The picture which comes to mind is that of Kranzy October, the Russian Revolution in “Red” October of 1917.

The idealists, mostly young Russians, many of the Jewish Russians seeking a Utopian society free of the perceived inequities of the Tzarist system followed headlong into the dismal black of Communist Russia. The smart ones saw chance of personal aggrandizement and turned coat. Spying on their idealist brethren and reporting false crimes until they were the only ones surviving. Lenin rose to power in this era not through altruism and idealism but through corruption and power-lust, scheming and buying his way to the top.

Hillary is a Lenin-type, while Obama is a type of the dead idealists.

Both are dead wrong in their goals, but each have their own reasons, methods, and paths to achieve the death of our Great Nation.

Obama is not naive, but he is not a leader.

Check his closet for skeletons.

Matthew wrote Huckabee: Our Hope From Hope?

Responding to the article “Huck-a-bust Not Just Romney’s Drumming“, Ryan Scott asks why not Huckabee:

I mean seriously who would want a christian, honest,genuine man to run this country wouldn’t we be a wreck? Plus you provide no proof, but general fallacies that don’t prove anything. I am a christian, and maybe you should rethink your christian stance!!!
May God speak to your heart.
Actual brother in christ,
Ryan Scott

A fair and entirely justified question.

Essentially, in light of the current political landscape: It was one thing, for me, to support Romney. Now, we’re faced with McCain or Huckabee. Given that significant change, why not support Huckabee now?

My response:

I would love an honest genuine Christian man to step up and run this country. That would be amazing.

“You shall know them by their fruits”

Huckabee has history. He’s been around as a public person for a long time. This is a good thing.

We know he is consistent and principled, that he’s been pretty much the same his entire political life.

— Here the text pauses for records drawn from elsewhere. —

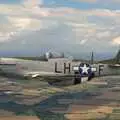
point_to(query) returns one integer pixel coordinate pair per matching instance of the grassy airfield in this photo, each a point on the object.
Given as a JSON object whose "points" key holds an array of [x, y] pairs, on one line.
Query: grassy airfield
{"points": [[98, 99]]}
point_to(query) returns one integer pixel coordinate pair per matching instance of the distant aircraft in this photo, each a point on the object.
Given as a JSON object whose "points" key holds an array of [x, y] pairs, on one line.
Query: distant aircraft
{"points": [[17, 67]]}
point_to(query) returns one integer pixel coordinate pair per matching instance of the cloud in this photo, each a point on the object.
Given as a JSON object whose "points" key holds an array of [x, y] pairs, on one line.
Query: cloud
{"points": [[89, 1], [51, 27], [116, 41]]}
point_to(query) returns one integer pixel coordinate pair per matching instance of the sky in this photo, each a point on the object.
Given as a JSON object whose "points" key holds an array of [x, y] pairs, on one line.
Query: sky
{"points": [[32, 27]]}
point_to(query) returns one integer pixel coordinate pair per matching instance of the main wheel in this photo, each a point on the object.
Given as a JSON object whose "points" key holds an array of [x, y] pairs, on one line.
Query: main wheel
{"points": [[77, 78]]}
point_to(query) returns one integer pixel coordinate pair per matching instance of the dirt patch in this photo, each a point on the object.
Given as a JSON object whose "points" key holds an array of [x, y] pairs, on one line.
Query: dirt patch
{"points": [[19, 118], [88, 112]]}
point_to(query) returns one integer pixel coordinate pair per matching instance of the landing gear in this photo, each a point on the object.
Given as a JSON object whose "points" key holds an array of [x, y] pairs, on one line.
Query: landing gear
{"points": [[91, 76], [77, 78]]}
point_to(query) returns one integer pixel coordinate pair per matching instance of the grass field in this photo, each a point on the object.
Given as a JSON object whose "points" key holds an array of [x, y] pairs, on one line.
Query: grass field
{"points": [[34, 99]]}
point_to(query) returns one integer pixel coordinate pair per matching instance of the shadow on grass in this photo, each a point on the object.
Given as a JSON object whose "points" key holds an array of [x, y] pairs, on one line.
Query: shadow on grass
{"points": [[43, 110]]}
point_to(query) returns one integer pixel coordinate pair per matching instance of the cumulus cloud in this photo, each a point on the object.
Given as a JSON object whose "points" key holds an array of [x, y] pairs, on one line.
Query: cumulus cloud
{"points": [[116, 41], [83, 27]]}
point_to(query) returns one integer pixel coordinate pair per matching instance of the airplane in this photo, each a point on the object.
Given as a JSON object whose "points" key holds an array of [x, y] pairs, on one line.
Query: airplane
{"points": [[16, 67]]}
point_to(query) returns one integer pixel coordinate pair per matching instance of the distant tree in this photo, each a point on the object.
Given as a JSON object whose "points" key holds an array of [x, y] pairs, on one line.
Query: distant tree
{"points": [[62, 55], [50, 55]]}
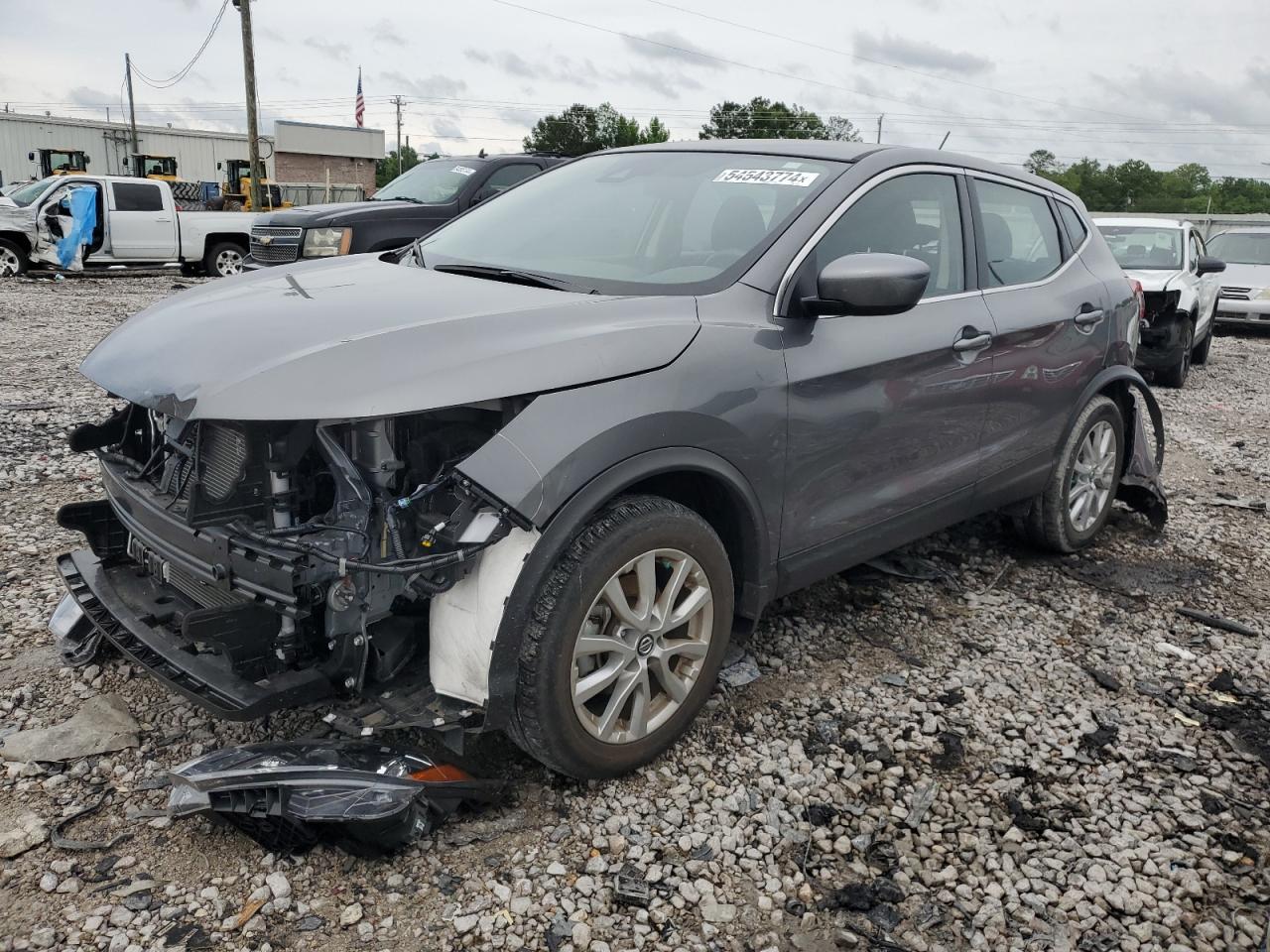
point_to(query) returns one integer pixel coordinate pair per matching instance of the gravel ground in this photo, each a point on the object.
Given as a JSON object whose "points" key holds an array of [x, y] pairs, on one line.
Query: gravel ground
{"points": [[1024, 753]]}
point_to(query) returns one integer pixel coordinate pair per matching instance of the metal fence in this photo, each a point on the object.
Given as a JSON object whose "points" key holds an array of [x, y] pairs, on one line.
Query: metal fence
{"points": [[1207, 225], [313, 191]]}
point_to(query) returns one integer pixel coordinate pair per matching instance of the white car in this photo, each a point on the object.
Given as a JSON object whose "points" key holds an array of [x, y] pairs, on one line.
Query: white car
{"points": [[1245, 295], [1169, 258], [137, 223]]}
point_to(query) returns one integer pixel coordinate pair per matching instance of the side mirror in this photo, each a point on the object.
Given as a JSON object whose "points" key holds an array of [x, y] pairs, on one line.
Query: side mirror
{"points": [[870, 284]]}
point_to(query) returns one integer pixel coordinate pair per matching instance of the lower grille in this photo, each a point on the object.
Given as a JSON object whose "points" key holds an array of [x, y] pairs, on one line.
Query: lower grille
{"points": [[276, 245]]}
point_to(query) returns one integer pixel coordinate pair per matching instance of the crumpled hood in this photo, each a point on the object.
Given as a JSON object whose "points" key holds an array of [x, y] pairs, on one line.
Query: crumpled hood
{"points": [[1153, 280], [359, 336]]}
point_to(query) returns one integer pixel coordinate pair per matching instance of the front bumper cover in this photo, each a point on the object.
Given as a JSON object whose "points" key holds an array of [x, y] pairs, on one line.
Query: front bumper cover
{"points": [[127, 608]]}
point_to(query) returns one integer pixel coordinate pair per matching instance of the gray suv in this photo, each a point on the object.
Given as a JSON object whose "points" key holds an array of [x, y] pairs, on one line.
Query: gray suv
{"points": [[535, 471]]}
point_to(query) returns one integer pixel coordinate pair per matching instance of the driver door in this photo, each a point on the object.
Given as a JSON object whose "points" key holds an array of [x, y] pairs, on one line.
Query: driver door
{"points": [[887, 413]]}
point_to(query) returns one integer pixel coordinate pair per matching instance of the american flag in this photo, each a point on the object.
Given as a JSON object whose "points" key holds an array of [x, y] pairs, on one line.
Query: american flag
{"points": [[359, 108]]}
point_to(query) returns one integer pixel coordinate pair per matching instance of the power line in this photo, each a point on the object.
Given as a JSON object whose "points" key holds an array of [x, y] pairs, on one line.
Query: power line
{"points": [[881, 62], [181, 73]]}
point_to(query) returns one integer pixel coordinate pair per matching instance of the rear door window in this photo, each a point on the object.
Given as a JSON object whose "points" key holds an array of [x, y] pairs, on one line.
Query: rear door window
{"points": [[136, 197], [1020, 235]]}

The problem is, his philosophy of government is incorrect, both by God’s law and America’s Constitution.

God has clearly set up various spheres of responsibility and influence for his various authority structures: State, Church, Family, Individual, etc…

Huckabee does not understand this or has pragmatic reasons, in his own mind, to ignore them.

As such, a government under Huckabee would grow and take and spend more of yours and my money.

Government is rarely, if ever, the answer to societal ills. Government is unwieldy and prone to corruption and deception.

Unscrupulous people are drawn to government because of this.

Huckabee intends well, but his stated intention is wrong and the result will be even worse.

That’s why I do not support Huckabee for president.

Matthew wrote The “Big Tent” Destroying The Republican Party?

McCain is exactly what a GOP that treats the natural moral law as negotiable deserves. The natural law is the philosophical core of conservatism. Any party that abandons or downplays it becomes just another species of liberalism. Most “conservative” positions today are little more than the liberal positions of yesteryear, from Bill Clinton’s “Don’t Ask, Don’t Tell” policy to No Child Left Behind — a PC conservatism that Mitt Romney and McCain perfectly embody.

The American Spectator

Matthew wrote Romney Bows Out

From Hugh Hewitt:

Because he is a very good man,  a great conservative and an extraordinary patriot he is standing aside to allow Senator McCain’s national campaign to commence.  There were excellent reasons for Romney to stay in the hunt, including the opportunity to score some impressive victories in places like Ohio, which might have served Romney well in any future campaign.

Romney’s decision to “stand aside,” and especially the reasons he gave just now in his CPAC speech underscore the qualities I found so compelling in him, and confirm for me my decision to support him made many months ago.   Had the conservative movement more quickly recognized these qualities, the coming together around Romney that has occurred in the last few weeks would have assured him the nomination and, I think, the White House.  But it didn’t, and now the task is to assure that Senator McCain succeeds President Bush for the very reasons Mitt Romney outlined today.

I’m sad to see him leave, but he has chosen the right thing.